Redação Plenax – Flavia Andrade
Alta dos reajustes nos contratos coletivos impulsiona consumidores a procurar alternativas mais acessíveis no mercado
O aumento dos custos dos planos de saúde tem levado milhares de brasileiros a reverem seus contratos e buscar opções mais econômicas. Dados da plataforma Click Planos apontam que as buscas por planos com intenção de contratação cresceram mais de 2.200% entre dezembro de 2025 e janeiro de 2026, refletindo o impacto dos reajustes sobre o orçamento das famílias.
O movimento ocorre em meio a uma escalada dos preços dos planos coletivos. Entre 2015 e 2025, os reajustes acumulados nessa modalidade chegaram a 383,5%, percentual mais de quatro vezes superior à inflação oficial do período, que ficou em 84%.

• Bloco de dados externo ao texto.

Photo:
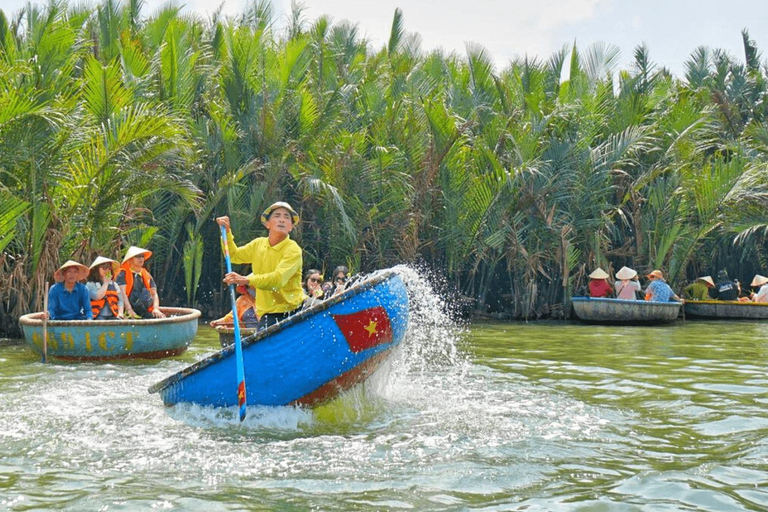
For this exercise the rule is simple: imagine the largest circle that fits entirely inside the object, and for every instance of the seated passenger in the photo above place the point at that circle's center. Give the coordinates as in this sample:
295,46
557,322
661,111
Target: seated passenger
68,299
246,312
725,289
106,297
313,287
338,281
762,293
699,289
627,285
138,286
658,290
598,284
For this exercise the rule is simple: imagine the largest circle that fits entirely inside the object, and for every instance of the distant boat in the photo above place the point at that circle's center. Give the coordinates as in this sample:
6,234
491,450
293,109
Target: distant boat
103,340
620,311
721,309
307,358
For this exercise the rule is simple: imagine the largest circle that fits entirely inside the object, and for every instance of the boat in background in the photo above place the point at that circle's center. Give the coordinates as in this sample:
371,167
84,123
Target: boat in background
309,357
104,340
620,311
726,310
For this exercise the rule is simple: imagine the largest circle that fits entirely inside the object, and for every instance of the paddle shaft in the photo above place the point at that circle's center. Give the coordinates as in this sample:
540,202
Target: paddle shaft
238,342
45,324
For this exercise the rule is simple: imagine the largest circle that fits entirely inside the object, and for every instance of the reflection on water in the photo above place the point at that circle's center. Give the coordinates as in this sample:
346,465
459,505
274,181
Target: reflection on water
537,416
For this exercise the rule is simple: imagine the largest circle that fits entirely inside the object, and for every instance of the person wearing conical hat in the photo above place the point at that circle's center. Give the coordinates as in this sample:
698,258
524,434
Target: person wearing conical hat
138,286
658,290
762,293
699,289
106,296
276,263
68,299
627,285
598,284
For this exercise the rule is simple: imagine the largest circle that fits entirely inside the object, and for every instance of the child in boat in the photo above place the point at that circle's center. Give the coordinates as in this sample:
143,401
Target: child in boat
245,310
138,286
699,289
276,263
68,299
106,297
627,285
598,284
658,290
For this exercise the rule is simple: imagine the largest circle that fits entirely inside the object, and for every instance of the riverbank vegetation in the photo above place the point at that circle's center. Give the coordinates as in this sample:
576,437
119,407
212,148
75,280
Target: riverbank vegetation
121,129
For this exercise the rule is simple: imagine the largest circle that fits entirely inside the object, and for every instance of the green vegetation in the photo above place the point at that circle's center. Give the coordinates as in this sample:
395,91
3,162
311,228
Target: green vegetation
119,129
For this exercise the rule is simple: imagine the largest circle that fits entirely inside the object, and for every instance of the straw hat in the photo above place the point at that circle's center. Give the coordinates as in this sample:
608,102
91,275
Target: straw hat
274,206
657,274
625,273
134,251
100,260
59,274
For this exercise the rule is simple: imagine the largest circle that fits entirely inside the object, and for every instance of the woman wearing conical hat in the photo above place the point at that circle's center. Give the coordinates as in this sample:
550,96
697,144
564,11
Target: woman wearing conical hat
699,289
68,299
138,286
627,284
106,297
598,284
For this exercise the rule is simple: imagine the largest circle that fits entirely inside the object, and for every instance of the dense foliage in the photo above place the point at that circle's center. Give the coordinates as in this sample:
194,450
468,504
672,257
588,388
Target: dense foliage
119,129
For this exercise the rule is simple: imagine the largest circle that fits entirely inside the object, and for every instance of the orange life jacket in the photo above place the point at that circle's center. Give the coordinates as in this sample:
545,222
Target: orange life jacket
111,297
126,269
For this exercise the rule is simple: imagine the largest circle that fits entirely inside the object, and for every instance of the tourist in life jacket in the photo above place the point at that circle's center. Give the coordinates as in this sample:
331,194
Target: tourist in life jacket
68,299
658,290
276,263
245,310
598,284
106,296
138,286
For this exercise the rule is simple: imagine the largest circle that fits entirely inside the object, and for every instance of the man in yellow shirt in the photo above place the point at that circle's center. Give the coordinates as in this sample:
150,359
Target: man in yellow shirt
276,263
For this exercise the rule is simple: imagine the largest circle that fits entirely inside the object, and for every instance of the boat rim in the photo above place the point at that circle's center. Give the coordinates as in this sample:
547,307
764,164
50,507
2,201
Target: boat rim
181,315
357,288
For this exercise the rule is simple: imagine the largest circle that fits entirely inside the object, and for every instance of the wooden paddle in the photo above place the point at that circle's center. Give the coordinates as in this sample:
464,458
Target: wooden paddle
238,341
45,324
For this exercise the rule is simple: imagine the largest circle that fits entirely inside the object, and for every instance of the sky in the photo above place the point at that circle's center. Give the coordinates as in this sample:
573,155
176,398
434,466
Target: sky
671,29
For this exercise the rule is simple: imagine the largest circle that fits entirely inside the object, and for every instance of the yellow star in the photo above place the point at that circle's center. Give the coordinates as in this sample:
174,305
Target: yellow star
371,328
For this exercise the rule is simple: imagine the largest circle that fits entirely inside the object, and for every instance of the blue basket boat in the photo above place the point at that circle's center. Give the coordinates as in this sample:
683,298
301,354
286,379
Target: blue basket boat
308,358
620,311
104,340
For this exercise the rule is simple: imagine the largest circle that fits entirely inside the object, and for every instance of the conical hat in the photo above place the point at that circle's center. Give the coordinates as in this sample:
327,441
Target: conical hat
100,260
59,274
134,251
625,273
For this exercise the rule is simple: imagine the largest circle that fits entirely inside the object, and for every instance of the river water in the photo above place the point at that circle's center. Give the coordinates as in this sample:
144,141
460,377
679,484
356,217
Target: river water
537,416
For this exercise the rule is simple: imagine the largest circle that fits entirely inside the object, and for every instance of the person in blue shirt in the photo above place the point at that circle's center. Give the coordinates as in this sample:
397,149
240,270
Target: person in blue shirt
69,299
659,290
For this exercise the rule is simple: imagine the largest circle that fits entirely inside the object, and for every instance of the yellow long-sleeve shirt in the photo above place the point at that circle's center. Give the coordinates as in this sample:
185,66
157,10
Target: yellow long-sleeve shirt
276,273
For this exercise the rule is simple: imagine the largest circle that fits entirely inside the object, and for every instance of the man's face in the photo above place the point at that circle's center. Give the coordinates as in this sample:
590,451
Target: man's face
280,221
71,274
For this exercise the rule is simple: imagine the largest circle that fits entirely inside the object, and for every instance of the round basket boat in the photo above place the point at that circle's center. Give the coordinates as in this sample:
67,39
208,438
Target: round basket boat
103,340
619,311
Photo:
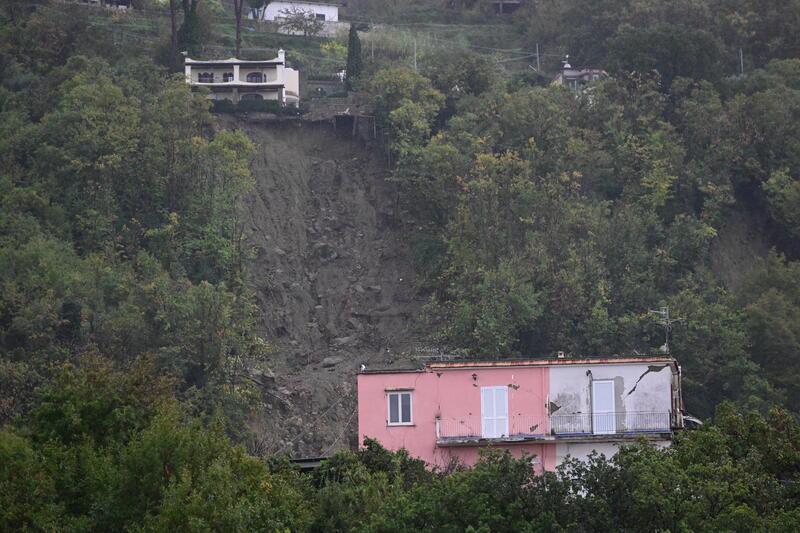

Somente em 2025, os contratos coletivos com até 30 beneficiários registraram reajuste médio de 14,81%, mais que o dobro do índice de 6,06% autorizado para os planos individuais. O cenário tem pressionado especialmente microempreendedores individuais (MEIs), autônomos e pequenos empresários, que frequentemente recorrem aos planos empresariais e ficam mais expostos às variações de preço.
O Brasil encerrou 2025 com 13,1 milhões de microempreendedores individuais ativos. No mesmo ano, foram abertos 4,6 milhões de novos CNPJs, sendo 77% deles enquadrados como MEI. Apenas nos dois primeiros meses de 2026, mais de 1 milhão de novos negócios foram formalizados no país.
Migração em busca de economia
Diante da pressão financeira, cresce o número de consumidores que trocam planos individuais ou por adesão por modalidades empresariais. Segundo levantamento da Click Planos, a mudança pode gerar economia média de 28%, chegando a ultrapassar 50% em determinadas operadoras e perfis de contratação.
Em um dos exemplos analisados pela plataforma, um plano com cobertura semelhante teve o valor reduzido de R$ 631 para R$ 256 por mês. Na prática, a diferença representa uma economia anual próxima de R$ 4,5 mil.
De acordo com a empresa, a comparação de preços e coberturas tem se tornado um fator decisivo na contratação. A digitalização do setor também contribui para esse processo, oferecendo aos consumidores acesso mais rápido a informações sobre planos, redes credenciadas e custos.
Consumidor mais informado muda o mercado
A mudança de comportamento já provoca reflexos no setor. Entre dezembro de 2025 e janeiro de 2026, o número de simulações realizadas na plataforma saltou de 140 para 3.304, demonstrando um aumento expressivo do interesse dos consumidores por alternativas mais vantajosas.
Além da busca por preços menores, o levantamento identificou mudanças no padrão de escolha das unidades de atendimento. Hospitais localizados fora dos tradicionais centros de maior procura passaram a registrar crescimento na demanda, indicando uma descentralização das preferências dos usuários.
Atualmente, a plataforma reúne mais de 100 operadoras, centenas de planos e milhares de clínicas e hospitais cadastrados, permitindo uma comparação mais ampla entre valores, coberturas e redes de atendimento.
Para especialistas do setor, a tendência é que o consumidor passe a basear suas decisões cada vez mais em critérios de custo-benefício e acesso, reduzindo o peso da tradição das marcas na escolha dos planos. O avanço das ferramentas digitais também deve ampliar a concorrência entre operadoras e aumentar a pressão por maior transparência na formação dos preços.
Com consumidores mais informados e atentos aos gastos, o mercado de saúde suplementar vive uma transformação que pode redefinir a forma como os brasileiros contratam seus planos de saúde nos próximos anos.